Le 13 juin 2004, les Hongrois participent pour la première fois à l’élection du Parlement européen, où ils disposent de 24 sièges, mais le taux d’abstention est élevé (61,52 p. 100). Le parti de droite de Viktor Orban, le Fidesz, l’emporte largement avec 47,41 p. 100 des suffrages (12 sièges), devant les partis de la coalition au pouvoir, les sociaux-démocrates du MSZP (34,31 p. 100 des suffrages, 12 sièges) et les centristes du SZDSZ (7,72 p. 100, 2 sièges). La défaite du MSZP contribue à la mise à l’écart du Premier ministre Peter Medgyessy au mois d’août, qui est remplacé par Ferenc Gyurcsány. Âgé de 43 ans, ancien dirigeant des Jeunesses communistes devenu un entrepreneur millionnaire, il incarne une nouvelle génération de gauche qui entend concilier compétitivité et justice sociale. Prenant ses distances avec la politique américaine, contrairement à l’ensemble des dirigeants des pays d’Europe centrale et orientale, il annonce le retrait des troupes hongroises d’Irak d’ici mars 2005. Au mois de décembre 2004, la Hongrie ratifie le traité constitutionnel européen par voie parlementaire.

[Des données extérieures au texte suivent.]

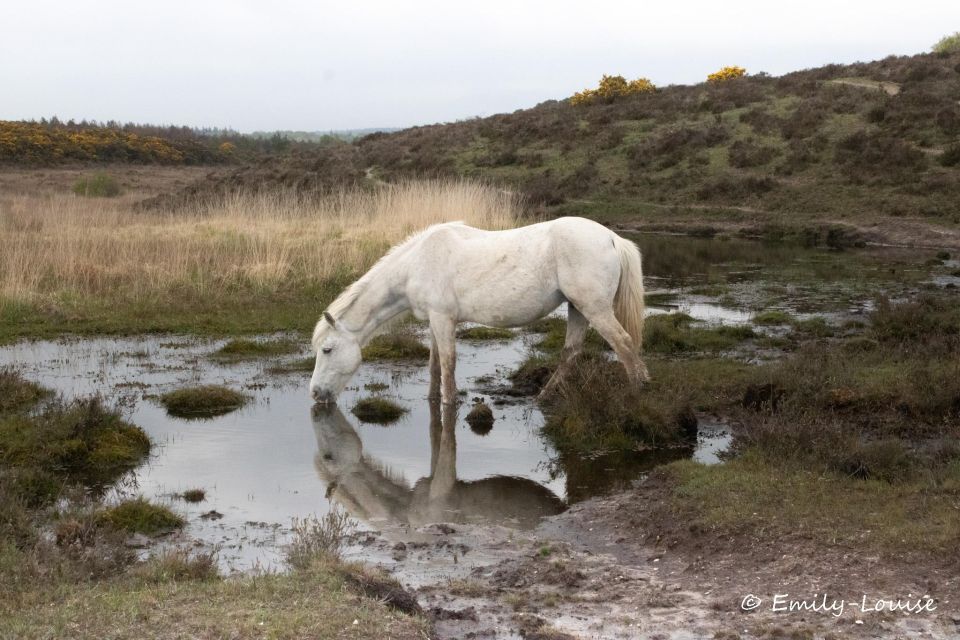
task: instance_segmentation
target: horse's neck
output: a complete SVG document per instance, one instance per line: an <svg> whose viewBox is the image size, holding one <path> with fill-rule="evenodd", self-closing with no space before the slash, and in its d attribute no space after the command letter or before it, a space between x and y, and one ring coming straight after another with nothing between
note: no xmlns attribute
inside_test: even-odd
<svg viewBox="0 0 960 640"><path fill-rule="evenodd" d="M344 325L357 334L360 344L366 344L380 326L410 310L401 286L406 271L399 262L378 263L367 274L363 289L342 316Z"/></svg>

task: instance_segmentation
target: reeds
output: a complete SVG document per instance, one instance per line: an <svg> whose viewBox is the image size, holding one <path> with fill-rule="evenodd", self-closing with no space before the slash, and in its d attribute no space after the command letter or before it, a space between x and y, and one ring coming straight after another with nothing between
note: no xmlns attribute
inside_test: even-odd
<svg viewBox="0 0 960 640"><path fill-rule="evenodd" d="M424 181L323 198L230 195L189 211L142 212L64 194L0 198L0 300L58 306L310 287L359 275L391 245L430 224L515 224L519 204L469 181ZM2 303L2 302L0 302Z"/></svg>

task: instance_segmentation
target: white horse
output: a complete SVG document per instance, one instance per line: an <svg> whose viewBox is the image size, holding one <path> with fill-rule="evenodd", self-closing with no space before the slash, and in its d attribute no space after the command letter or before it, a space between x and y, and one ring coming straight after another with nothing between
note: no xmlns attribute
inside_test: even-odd
<svg viewBox="0 0 960 640"><path fill-rule="evenodd" d="M580 352L592 325L634 384L649 379L640 359L643 274L636 245L584 218L484 231L438 224L393 247L323 312L313 331L310 393L333 402L360 367L360 348L400 314L430 323L430 397L456 401L456 325L518 327L569 303L560 366L549 393Z"/></svg>

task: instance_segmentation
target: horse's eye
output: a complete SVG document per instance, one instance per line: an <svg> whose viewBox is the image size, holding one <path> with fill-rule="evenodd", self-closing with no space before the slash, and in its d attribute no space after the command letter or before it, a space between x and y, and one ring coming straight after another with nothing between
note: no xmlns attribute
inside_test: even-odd
<svg viewBox="0 0 960 640"><path fill-rule="evenodd" d="M321 351L323 351L324 353L330 353L331 351L333 351L333 347L324 347L323 349L321 349Z"/></svg>

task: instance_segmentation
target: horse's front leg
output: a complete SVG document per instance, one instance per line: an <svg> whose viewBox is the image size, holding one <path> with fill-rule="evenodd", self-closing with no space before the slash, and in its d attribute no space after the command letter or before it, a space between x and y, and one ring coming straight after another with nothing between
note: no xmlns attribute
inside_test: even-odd
<svg viewBox="0 0 960 640"><path fill-rule="evenodd" d="M457 401L457 323L450 316L441 313L430 314L430 332L436 345L437 360L440 361L440 398L444 404ZM431 381L431 385L432 385Z"/></svg>
<svg viewBox="0 0 960 640"><path fill-rule="evenodd" d="M427 397L431 400L440 399L440 354L437 349L437 338L433 335L433 329L430 330L430 393Z"/></svg>

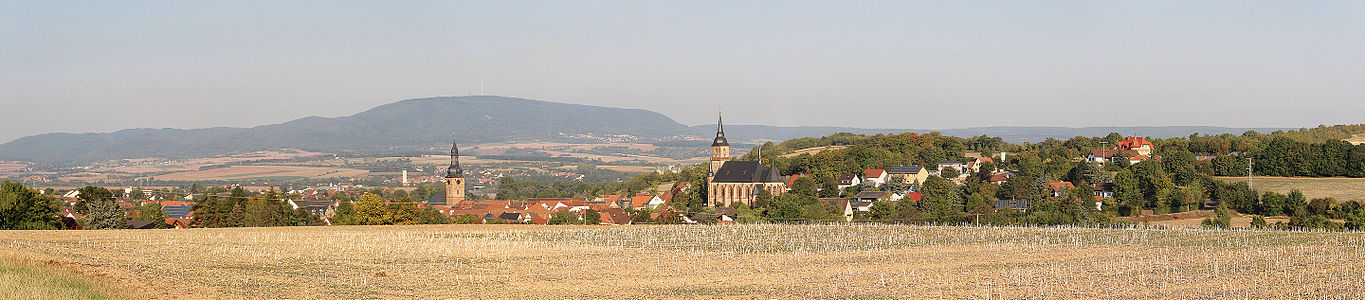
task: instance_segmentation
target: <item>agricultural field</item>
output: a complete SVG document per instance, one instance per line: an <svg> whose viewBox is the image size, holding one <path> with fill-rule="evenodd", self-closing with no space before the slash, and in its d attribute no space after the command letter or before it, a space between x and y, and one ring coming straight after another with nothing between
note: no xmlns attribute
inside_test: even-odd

Au mois de juin 2005, László Sólyom, candidat du Forum démocratique hongrois (MDF, centriste), est élu par le Parlement au poste honorifique de président de la République. Fort d’un bilan marqué par une hausse des salaires et des pensions de retraite, des investissements et du PIB (4,3 p. 100 de croissance en 2005), la coalition au pouvoir sort victorieuse des élections législatives d’avril 2006, qui voient pour la première fois dans l’histoire de la Hongrie postcommuniste la reconduction du gouvernement en place. La coalition de Ferenc Gyurcsány obtient 210 sièges sur 386, devant la Fidesz (164 sièges). Le Premier ministre entend mettre en œuvre un programme d’austérité afin de ramener le déficit public de 8 p. 100 à 3 p. 100 d’ici à 2008, pour satisfaire aux exigences européennes. Mais la diffusion par la radio publique hongroise d’un discours du Premier ministre tenu à huis clos, où il déclare que le gouvernement a « menti » pendant la campagne électorale sur la situation économique du pays et sur ce projet de plan d’austérité à mettre en œuvre après les élections, provoque des émeutes au mois de septembre 2006, notamment à Budapest.